The charm of “The Inheritance” is the way Lopez and Daldry have interwoven the stories of half a dozen central characters with the support of a lively cast of friends, lovers, and fuckbuddies.  While the play is full of stereotypical events in the lives of contemporary young gay men, at least gay young men who are free to express their sexual identity, it is really about more profound issues.  What is true love?  What is the relation of “need” to love?  What is the difference between the self you project and the self you actual really are? What is the role of compassion in a truthful life?  And what has the current generation of gay men inherited from their predecessors and how does that inheritance impact their lives?

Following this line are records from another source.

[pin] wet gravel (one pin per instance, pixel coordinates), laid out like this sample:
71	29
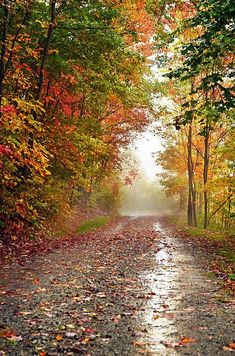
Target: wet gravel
127	289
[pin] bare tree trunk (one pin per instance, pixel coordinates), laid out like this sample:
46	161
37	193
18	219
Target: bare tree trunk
3	49
191	190
205	175
46	47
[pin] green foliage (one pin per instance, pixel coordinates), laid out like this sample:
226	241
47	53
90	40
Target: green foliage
72	89
93	224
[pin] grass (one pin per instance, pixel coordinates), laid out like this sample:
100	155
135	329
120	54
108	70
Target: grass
227	254
92	224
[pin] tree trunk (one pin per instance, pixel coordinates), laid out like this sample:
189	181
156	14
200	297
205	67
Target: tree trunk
205	175
3	49
46	48
191	191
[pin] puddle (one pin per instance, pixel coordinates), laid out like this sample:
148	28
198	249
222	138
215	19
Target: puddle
158	317
178	307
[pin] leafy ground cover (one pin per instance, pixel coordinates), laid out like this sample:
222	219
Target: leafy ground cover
54	233
93	224
128	288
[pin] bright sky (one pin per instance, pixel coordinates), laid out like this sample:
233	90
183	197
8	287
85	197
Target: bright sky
143	148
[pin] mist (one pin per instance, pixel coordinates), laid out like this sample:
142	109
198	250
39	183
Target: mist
143	197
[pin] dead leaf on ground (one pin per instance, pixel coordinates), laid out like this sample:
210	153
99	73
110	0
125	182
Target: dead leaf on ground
187	340
230	347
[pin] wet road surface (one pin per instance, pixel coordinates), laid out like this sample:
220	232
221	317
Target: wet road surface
128	289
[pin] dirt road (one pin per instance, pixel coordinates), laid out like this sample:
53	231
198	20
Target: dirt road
127	289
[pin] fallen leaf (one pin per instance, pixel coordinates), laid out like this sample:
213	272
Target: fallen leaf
69	334
85	340
171	345
187	340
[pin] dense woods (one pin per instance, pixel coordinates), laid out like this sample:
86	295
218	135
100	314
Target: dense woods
72	88
197	52
75	85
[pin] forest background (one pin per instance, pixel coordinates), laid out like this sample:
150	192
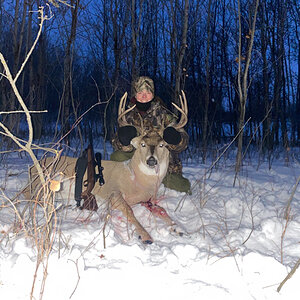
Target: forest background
90	51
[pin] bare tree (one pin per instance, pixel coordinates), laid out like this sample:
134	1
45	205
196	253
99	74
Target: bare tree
242	76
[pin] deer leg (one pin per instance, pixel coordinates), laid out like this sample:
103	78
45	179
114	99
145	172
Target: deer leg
120	204
161	213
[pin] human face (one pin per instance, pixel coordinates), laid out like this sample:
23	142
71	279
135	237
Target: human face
144	96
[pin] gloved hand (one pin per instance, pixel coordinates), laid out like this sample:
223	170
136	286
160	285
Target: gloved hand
126	134
171	136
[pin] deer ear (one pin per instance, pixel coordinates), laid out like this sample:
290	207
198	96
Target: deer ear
135	142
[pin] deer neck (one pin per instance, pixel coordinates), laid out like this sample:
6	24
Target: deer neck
147	176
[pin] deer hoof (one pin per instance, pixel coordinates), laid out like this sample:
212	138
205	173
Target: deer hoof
146	242
177	231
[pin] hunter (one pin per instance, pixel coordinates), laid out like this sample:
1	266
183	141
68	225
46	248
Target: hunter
152	112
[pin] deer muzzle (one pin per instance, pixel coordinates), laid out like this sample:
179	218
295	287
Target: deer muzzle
151	161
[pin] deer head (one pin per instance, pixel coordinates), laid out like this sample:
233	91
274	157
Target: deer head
151	155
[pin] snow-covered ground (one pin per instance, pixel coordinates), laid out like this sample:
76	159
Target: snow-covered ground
238	245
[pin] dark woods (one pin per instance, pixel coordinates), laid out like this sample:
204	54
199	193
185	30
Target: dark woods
90	51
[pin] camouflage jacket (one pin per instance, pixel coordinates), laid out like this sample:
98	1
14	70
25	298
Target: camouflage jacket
155	118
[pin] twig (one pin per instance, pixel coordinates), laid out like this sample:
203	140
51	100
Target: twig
180	203
289	275
288	207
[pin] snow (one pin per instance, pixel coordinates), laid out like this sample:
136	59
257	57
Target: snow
237	243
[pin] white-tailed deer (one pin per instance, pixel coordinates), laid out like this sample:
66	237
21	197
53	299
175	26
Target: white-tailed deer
134	181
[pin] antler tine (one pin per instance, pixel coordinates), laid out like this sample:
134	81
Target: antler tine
122	112
183	110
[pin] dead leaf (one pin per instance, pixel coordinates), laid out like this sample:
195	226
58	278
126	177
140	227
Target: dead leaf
54	185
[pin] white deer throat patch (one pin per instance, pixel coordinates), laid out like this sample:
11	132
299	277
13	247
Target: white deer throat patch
158	170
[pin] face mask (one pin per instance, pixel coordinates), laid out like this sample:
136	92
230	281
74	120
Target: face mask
143	106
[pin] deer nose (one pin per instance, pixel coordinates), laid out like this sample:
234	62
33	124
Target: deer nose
151	161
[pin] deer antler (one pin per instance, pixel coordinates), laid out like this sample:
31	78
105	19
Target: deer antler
183	110
122	112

These are complex issues and they are also issues that a straight audience member might find compelling in this lengthily drama. Director Daldry has chosen a minimalist style that is perhaps the best use of this stark technique I have ever experienced.  A flat white platform that rises and falls slightly is the site of all of the action.  There are occasional miniature pieces of scenery at the rear of the stage to represent a house where a compassionate gay man cared for dying victims of the AIDS epidemic.  But there is no need for scenery as the lives of this group of contemporary queers unfold.  The acting is near perfect; each actor brings life and believability to his part, large or small.  These characters are a specific subgroup. While they come from different backgrounds, all have accepted their sexual identity and live as free as gay people can live at the start of the 21st Century.  Several of the supporting characters are people of color but the play has little to say about that aspect of gay identity.  And it is only in the second half of the play that we encounter a contemporary lost young man who can only survive through prostitution and eventually inherits the deadly, but now controllable, acquired immunodeficiency syndrome. 

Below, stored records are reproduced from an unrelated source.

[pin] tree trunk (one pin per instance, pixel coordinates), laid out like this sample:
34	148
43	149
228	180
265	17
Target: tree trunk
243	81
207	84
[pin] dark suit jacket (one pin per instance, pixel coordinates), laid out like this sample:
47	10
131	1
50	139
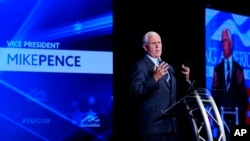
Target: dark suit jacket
152	97
236	94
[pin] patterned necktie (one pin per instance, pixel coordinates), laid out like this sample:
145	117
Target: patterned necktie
228	74
167	76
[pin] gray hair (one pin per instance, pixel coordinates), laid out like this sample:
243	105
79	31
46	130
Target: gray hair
145	37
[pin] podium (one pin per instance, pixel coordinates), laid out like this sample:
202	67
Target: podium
203	115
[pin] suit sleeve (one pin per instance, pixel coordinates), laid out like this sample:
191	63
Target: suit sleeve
142	81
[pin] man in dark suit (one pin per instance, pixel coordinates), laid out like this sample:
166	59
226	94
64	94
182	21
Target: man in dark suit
154	88
228	88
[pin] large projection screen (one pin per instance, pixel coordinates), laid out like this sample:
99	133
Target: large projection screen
56	70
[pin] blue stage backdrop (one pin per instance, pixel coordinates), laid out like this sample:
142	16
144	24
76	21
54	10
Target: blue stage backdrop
56	70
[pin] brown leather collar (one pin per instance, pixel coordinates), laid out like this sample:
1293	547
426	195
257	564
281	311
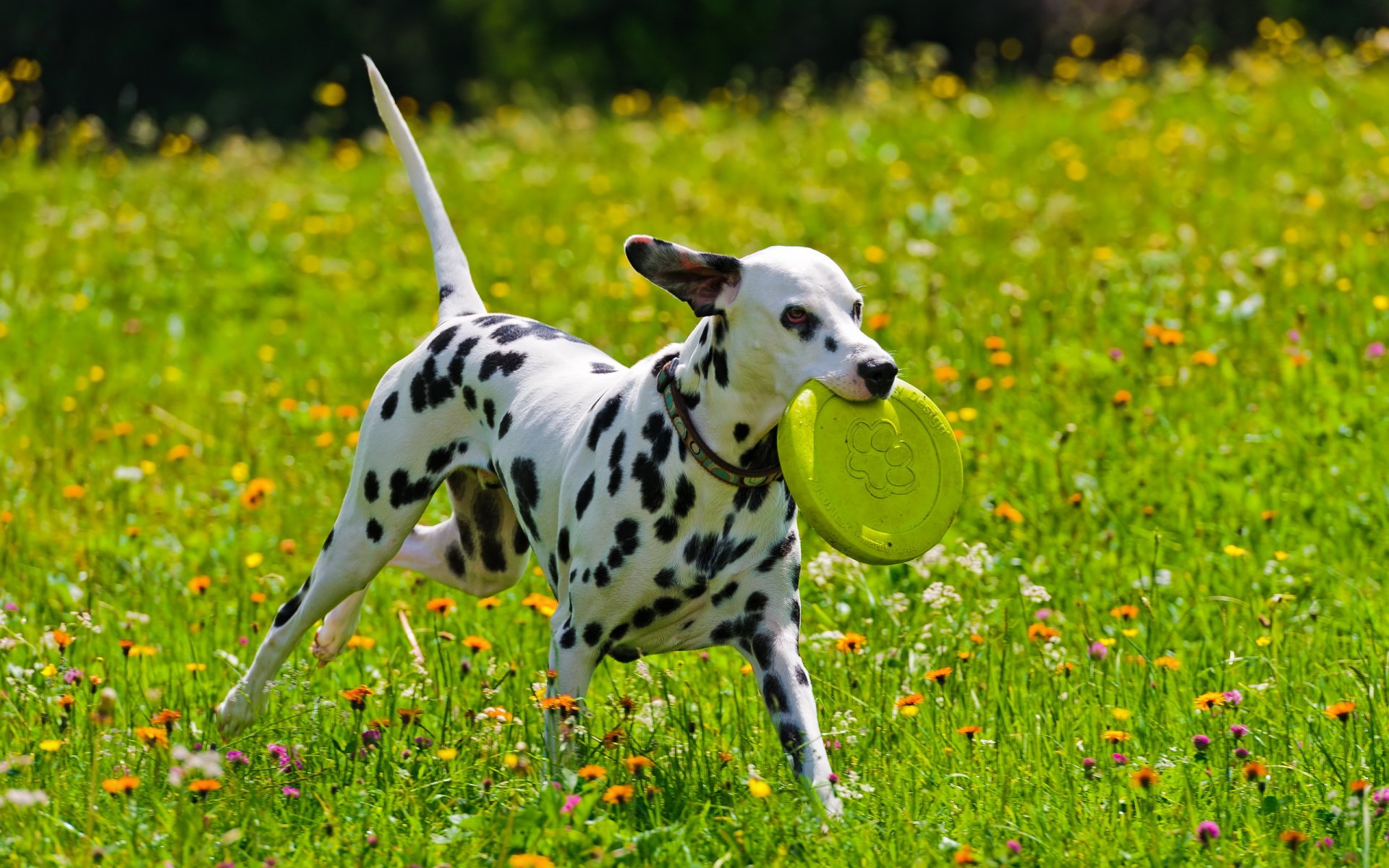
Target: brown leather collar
706	457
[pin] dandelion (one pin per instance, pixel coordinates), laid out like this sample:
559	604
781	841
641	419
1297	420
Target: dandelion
1341	712
1145	778
442	606
851	643
1206	700
592	773
357	696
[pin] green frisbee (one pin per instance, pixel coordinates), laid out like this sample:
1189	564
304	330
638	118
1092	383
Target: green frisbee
880	480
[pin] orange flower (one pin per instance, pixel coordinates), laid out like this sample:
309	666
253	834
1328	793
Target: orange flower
1145	778
152	736
1206	700
1008	511
1341	712
120	786
637	765
851	643
256	492
357	696
442	606
592	773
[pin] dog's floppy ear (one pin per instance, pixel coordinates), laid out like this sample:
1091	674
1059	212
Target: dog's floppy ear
699	279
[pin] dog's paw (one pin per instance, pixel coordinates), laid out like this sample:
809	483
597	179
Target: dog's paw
237	712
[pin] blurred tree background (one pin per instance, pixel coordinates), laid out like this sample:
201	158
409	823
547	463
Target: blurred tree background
258	66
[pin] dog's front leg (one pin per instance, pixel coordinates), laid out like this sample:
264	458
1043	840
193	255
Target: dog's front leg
785	686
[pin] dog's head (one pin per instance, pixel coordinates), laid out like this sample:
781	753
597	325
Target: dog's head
788	315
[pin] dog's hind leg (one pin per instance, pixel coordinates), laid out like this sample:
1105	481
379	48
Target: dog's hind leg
481	549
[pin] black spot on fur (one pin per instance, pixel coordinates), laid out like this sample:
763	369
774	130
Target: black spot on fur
581	503
507	363
603	420
774	694
441	342
616	463
428	389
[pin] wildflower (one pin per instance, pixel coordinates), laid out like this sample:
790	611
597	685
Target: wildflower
1145	778
1341	712
851	643
120	786
1007	511
1206	700
442	606
256	492
357	696
592	773
152	736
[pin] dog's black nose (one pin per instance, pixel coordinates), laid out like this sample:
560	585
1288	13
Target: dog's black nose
878	377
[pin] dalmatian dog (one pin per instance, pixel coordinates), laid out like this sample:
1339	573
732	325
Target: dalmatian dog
649	495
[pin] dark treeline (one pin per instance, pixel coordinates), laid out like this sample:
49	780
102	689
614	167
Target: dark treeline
255	64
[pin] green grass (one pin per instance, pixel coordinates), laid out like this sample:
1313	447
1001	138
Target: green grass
208	300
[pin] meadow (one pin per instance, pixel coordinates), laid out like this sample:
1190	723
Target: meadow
1152	297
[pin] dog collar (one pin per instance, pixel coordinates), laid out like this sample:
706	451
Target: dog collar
703	454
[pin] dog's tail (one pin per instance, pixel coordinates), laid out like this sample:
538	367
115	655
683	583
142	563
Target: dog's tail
457	295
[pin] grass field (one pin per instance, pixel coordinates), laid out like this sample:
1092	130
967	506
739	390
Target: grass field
1152	299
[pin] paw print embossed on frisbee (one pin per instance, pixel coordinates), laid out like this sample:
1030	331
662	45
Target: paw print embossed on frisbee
878	480
881	459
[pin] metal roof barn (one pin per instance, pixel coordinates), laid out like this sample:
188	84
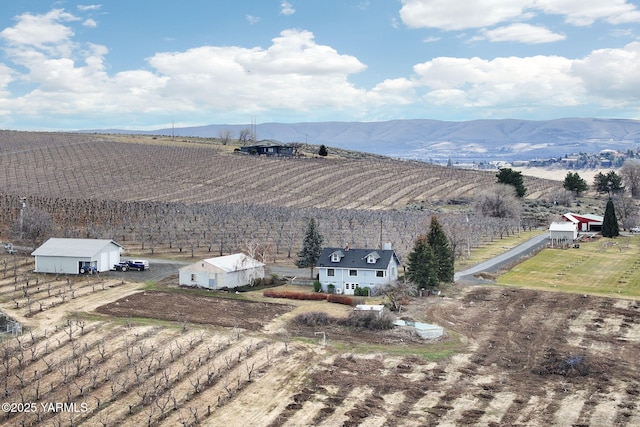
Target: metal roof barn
228	271
73	256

The compassionate epidemic care giver named Walter and his arrogant and self-centered multi-billionaire real estate developer partner, Henry, are the only “over 40s” in this gay world. Walter dies in the first half, presumably of natural causes, and Henry becomes a central figure in the exploration of love versus need in the second half.  The only female in the play is played by the always wonderful Lois Smith as the mother of a boy she rejected when he came out but suffered with him at his death in Walter’s retreat.  She is the only connection with the “straight world” and her appearance at the end of the play reminds us that these men, now and in the past, are not the only recipients of this inheritance.

The first half ends with a powerful portrayal of the AIDS epidemic with a compassion that evokes pure emotion from the audience.  Some viewers suggest that the play might have ended there – that there was no need for the additional 3.5 hours.  But this is not a play about that terrible period in our shared history.  That tragedy is only one part of our inheritance.  There are certainly times when the second half feels unnecessarily drawn out and, occasionally, repetitive.  But think about those series you have binged.  Any episode seen in isolation might have seemed unnecessary, but the sum of the series’ parts was compelling. That is the effect that “The Inheritance” has if you stick with it.  This play may not be an absolute masterpiece, but it asks questions and portrays characters struggling with issues that we all have inherited, gay and straight.